Quand à Nietszche.. si tu lis la généalogie de la morale, on peut voir aisément comment les mouvements antisémites se régalèrent.. à cela près que Nietzsche n'avait que mépris pour les dits antisémites qui n'avaient rien pané évidemment.. c'était un troupeau de plus..
Si on prend l’exemple des anarchistes, l’une des plus grandes réalisations de ce mouvement eut lieu durant la guerre d’Espagne. Pourtant alors que les anarchistes sont les ennemis déclarés de tout gouvernement, il se trouva des libertaires pour être ministres durant cette période !

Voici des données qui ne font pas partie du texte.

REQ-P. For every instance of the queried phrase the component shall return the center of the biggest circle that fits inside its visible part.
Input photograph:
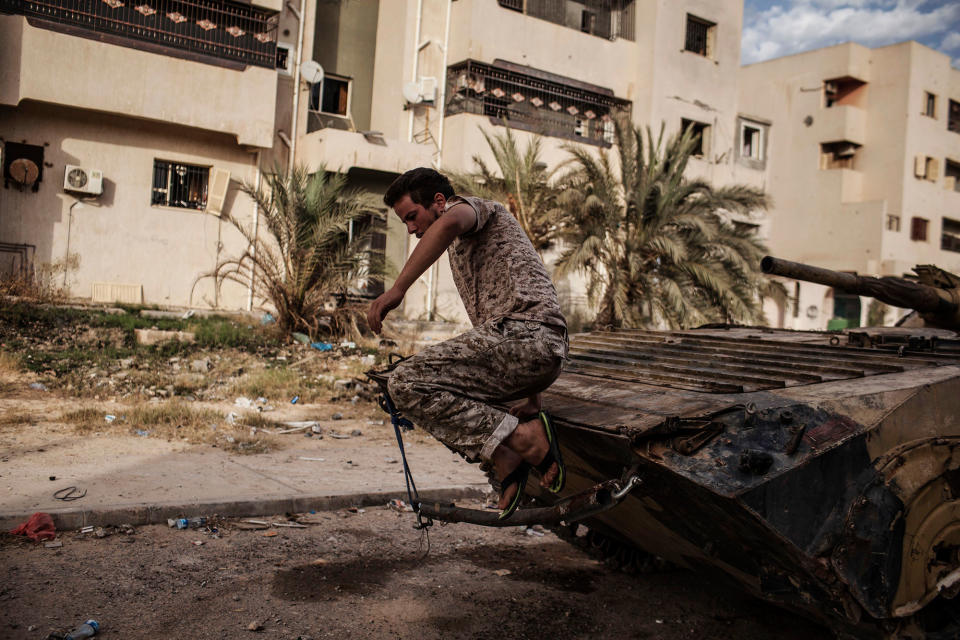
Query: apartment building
(126, 127)
(142, 118)
(415, 82)
(864, 165)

Ce qui me pose problème avec les penseurs libéraux,
lesquels ? parce que "l'homme mauvais par nature" heu franchement, faudra que tu me montres les textes là

Certes dans sa version utilitariste, on a d'abord un individu mû par des intérêts égoïstes, dans la tradition de Hobbes (qui n'est certainement pas le précurseur du libéralisme quon a parfois voulu décrire)
bon : est-ce que ça suffit à dire que l'homme est par nature "mauvais" ??
et y'a quand même des tas de libéraux qui sont aussi des humanistes
Chez Adam Smith on est quand même à l:'opposé exact d'une vision pessimiste de la nature humaine !! la capacité au désintéressement, la capacité d'identification à l'autre (l'empathie), même s'il faut la forcer un peu, enfin bon..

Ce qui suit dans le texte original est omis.